The Calliope Hummingbird is not endangered and is marked as ‘Least Concern (LC)’ on IUCN’s red list of endangered species. Despite its small size, the population seems to be stagnant and they remain fairly common and widespread.

Being the smallest bird species in the United States has led to difficulties in understanding their life history, and much of it is still unknown, making it difficult to pinpoint the threats to this species.

But one of the biggest threats to the species growth seems to be habitat loss and land-use changes in their wintering range in Mexico. Unlike the other species on the list, the Calliope Hummingbird has a much smaller wintering range than the others, making habitat loss there extremely critical for the population size.

Where to look for them

A great way to find this bird in New York, is to look for low hanging branches of willow or alder near flowering fields.
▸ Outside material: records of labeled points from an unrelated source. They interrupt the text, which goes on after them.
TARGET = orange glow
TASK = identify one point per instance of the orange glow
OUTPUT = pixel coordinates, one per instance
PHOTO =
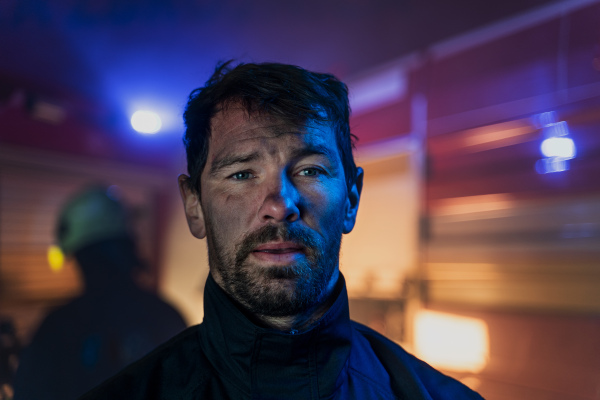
(451, 342)
(56, 258)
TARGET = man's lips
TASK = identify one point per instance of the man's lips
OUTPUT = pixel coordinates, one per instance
(279, 248)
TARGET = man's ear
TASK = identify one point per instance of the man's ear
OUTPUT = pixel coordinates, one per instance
(352, 201)
(192, 207)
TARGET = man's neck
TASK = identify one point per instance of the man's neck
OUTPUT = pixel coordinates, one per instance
(298, 322)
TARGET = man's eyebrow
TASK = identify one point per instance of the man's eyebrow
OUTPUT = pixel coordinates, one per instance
(315, 149)
(232, 159)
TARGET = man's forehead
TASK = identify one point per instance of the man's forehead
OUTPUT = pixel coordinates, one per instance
(234, 124)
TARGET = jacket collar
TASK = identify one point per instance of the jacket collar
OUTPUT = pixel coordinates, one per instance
(270, 363)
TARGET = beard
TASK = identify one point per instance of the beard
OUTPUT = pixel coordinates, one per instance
(277, 291)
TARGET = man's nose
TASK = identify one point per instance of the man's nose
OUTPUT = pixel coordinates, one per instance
(280, 202)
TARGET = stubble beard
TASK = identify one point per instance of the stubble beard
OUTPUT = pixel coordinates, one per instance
(276, 291)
They often find a favourite branch which the often return to relax and scout for insects and predators. Being small and hard to find, listening for their unique sounds during breeding season and looking for a small bird diving steeply is also a good way to find them.

Looking for forest openings and woodland edges near willow or alder with flowering plants around is a good place to start. In contrary to the other hummingbirds on this list, this bird is mostly seen around the Hudson River in cities like Yonkers and Tarrytown and is thus more habituated to human contact.

Conclusion

Hummingbirds are not exclusive to the tropics and are far more common in North America than one might think, though many of the species you can encounter in New York are visitors rather than inhabitants. Gardens and flowering parks are the best places to find these magnificent birds in New York.

Hummingbirds are some of the most fragile birds in North America, being extremely vulnerable to habitat destruction and land use change in their breeding grounds, as well as wintering grounds.

The rise in popularity of cultivated gardens with flowers seem to have helped the populations of hummingbirds across North America and is therefore a great way to help these birds fight against habitat destruction in their natural ranges.